«Ну, пойдем?» – я ждал его у кафедры русской литературы, зимой по льду мы ходили сцепившись, Бабаев ни разу не поскользнулся, но меня пару раз твердо поддержал, говорил («Жизнь Сократа прошла в беседах»), Вяземского в сердцах мог назвать дураком, «Ахматова была очень красива, только перед смертью вдруг пополнела и очень этого стеснялась. Но не молодилась. У нее был какой-то уговор со временем. Многие, вспоминая ее, пишут только о себе и лишнее. Она даже лишнее говорила с очень важным видом», «Студент как увидит Достоевского, хватает кувалду и бежит с замахом: «Отойди! Поберегись!!!»«, «Один студент на экзамене сказал: «Я приехал в Москву, чтобы прочитать Баркова и «Тень Баркова»«, «Есть писатели судьбы и писатели мастерства. Есть писатели многих книг и писатели одной книги» – так и хочется написать, что Бабаев писал одну книгу – студентов, нас, написанные страницы пускал на ветер – все время на ветру; не могу сказать, что он надеялся, что все прорастет и вернется. Он просто пел, осенью все облетало.

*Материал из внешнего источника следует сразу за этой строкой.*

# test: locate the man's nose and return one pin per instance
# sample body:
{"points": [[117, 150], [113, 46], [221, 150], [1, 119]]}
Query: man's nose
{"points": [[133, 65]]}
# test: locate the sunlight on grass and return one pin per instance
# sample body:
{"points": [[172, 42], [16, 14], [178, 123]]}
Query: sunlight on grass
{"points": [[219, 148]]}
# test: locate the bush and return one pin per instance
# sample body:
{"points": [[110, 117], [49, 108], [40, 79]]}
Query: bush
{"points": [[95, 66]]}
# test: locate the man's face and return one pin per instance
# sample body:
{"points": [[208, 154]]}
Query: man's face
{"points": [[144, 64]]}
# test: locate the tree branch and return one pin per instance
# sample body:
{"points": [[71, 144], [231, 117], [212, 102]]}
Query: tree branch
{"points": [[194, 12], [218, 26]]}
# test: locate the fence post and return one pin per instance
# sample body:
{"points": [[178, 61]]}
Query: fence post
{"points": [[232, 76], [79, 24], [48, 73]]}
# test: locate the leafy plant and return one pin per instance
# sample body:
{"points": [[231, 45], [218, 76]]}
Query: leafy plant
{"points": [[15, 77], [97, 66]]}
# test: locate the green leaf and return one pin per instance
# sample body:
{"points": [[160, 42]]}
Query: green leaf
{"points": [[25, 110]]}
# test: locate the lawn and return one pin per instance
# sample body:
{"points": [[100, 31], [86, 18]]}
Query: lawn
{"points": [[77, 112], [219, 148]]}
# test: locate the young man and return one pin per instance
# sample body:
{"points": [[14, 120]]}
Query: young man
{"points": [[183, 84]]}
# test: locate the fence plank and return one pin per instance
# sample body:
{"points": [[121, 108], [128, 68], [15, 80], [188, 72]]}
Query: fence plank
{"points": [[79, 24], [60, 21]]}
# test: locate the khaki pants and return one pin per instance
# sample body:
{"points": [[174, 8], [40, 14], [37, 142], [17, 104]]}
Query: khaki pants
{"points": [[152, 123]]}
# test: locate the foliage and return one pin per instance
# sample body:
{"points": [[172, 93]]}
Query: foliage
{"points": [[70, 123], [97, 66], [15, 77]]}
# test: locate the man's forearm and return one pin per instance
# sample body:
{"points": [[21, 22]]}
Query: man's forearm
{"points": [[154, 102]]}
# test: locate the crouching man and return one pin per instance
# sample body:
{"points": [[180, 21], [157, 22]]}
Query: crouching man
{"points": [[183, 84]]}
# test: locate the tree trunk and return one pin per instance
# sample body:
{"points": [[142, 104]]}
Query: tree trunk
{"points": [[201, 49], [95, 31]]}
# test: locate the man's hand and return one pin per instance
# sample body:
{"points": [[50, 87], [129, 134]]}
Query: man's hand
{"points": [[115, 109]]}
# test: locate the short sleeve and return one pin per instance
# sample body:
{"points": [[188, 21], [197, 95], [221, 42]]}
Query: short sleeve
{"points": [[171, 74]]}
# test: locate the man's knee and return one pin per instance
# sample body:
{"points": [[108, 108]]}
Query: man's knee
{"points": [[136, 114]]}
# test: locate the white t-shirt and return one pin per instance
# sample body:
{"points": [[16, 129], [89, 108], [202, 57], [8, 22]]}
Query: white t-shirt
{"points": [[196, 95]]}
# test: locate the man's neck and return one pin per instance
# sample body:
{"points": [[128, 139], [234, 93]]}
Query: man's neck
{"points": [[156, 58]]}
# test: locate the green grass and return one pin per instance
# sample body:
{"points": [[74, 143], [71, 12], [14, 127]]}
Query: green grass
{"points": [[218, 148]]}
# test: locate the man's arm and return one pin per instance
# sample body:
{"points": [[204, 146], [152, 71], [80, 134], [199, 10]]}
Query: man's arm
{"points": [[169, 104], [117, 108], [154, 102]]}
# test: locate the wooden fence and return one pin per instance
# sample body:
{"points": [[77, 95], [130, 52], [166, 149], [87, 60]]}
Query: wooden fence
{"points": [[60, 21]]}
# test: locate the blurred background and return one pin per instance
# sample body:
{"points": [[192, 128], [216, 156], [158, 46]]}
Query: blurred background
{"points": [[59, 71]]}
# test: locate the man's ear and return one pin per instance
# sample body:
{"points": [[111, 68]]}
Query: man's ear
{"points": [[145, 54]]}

В своей церкви он ходит за кафедрой, как челнок, мычит, трясет головой, палка зацеплена за край стола, он читает стихи в шушукающийся зал, он ничего другого не слышит при свете поэтических звезд, в лесу кудлобородых прозаических дубов – лесником, астрономом, пляжным загорающим – застеклен, он по ту сторону, где цари, псари, сюртуки и поэты, там он единственный живой и потому – смертный, и со своей палочкой уходит от нас, сжимается сердце, когда он поднимает правую ладонь: «Ну, я с вами прощаюсь!» – и делает такое движение ладонью над головой, словно стирает пыль с невидимой лампочки; слова его живые, не покрытые лаком, «прощаюсь» – горькое, детское слово.

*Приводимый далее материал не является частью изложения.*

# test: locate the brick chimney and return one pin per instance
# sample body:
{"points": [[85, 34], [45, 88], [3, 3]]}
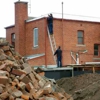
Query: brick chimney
{"points": [[21, 14]]}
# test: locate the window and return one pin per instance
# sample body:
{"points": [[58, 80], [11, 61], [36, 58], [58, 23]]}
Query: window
{"points": [[13, 39], [80, 37], [35, 37], [96, 49]]}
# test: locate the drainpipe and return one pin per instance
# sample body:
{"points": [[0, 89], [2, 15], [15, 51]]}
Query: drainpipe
{"points": [[77, 58], [62, 32]]}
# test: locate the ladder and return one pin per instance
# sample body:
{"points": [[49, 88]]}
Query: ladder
{"points": [[52, 43]]}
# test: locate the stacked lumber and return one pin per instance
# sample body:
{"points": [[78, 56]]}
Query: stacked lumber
{"points": [[19, 81]]}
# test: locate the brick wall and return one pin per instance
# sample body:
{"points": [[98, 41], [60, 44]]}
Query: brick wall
{"points": [[65, 36]]}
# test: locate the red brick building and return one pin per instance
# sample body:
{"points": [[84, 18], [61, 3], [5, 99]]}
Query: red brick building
{"points": [[79, 40]]}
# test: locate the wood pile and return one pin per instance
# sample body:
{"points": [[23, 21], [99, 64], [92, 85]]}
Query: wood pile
{"points": [[18, 81]]}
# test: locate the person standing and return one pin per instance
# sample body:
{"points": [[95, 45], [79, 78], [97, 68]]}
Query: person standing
{"points": [[50, 23], [58, 53]]}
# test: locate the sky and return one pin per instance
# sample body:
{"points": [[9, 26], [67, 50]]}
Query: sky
{"points": [[37, 8]]}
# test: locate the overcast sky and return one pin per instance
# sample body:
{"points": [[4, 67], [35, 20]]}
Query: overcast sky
{"points": [[42, 7]]}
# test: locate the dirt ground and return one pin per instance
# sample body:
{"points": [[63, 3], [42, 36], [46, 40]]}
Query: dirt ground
{"points": [[82, 87]]}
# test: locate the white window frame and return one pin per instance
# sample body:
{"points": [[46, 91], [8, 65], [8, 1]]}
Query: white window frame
{"points": [[35, 37]]}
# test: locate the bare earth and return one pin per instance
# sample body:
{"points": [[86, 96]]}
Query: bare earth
{"points": [[82, 87]]}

Он в том времени, когда литература (то, что заворачивалось в это слово в русском языке) умерла, больше не золотоносная порода, литературные критики для Отечества уже не генералы – прииск опустел, остались старушки, которым некуда идти, слепцы и нахлебники, обнаглевшие от жестокости времени. Линия Бабаева, казавшаяся прямой и безусловно одинокой, оставалась неуловимой – признавал он власть? – в то время когда у каждого лектора, как огородик, заводилась своя литература, у одного – пыточная камера, у второго – плот с потерпевшими кораблекрушение – кто гребет из последних сил, кто помирает от жажды, кто уже помер, лохмотья, язвы, сочение гноя и кровей, у кого-то – магазин ковров: страна происхождения, известный мастер, развитие стиля, цифры продаж, обратите внимание на отделку и густой ворс, а у кого-то веселый дом (из окон летят пустые бутылки и сонный незлой матерок, за окнами жеманно повизгивают, «Стихотворение «Что в имени тебе моем» поэт посвятил К. Собаньской, любовнице царского шпиона Витте») – Бабаев зашел в музей Пушкина: на стене вот он – висит красочно нарисованный «донжуанский список», интересно, а что у вас за стол такой стоит? это как бы стол Карамзина! а это (мрачное, черное кресло высокое)? это как бы кресло Чаадаева! Да-а? А это тогда что (бюро, красное дерево, маленькие ящички, медные ручки)? а это бюро Булгарина! Так за каким в музее Пушкина бюро Булгарина?! а Пушкин любил все красивое! а вот портрет А. Пушкина, рядышком портрет Е.К. Воронцовой (любовь), сверху над ними, понятно, насупленный М. Воронцов (обманутый муж). Портреты счастливых любовников разделяет розовая кисея.

Вот так и расположились, всех видать, все думают о людях, все думают о покупателях, все – о потребителях конечного продукта, и Бабаев – да, он думал «для кого». Он говорил: в истории литературы все живы. Надо читать то, что есть. Это как астрономия, ботаника. Трава растет сама. Не надо исправлять карт звездного неба. «История литературы ничего не доказывает». Читать надо не для умных и не для глупых. Надо читать для тех, о ком. На ученом совете слушали доклад о Толстом. Хлопнула дверь. Среди слушателей сонно заозирались: что? кто-то вышел? а кто? Бабаев подсказал: «Лев Николаевич».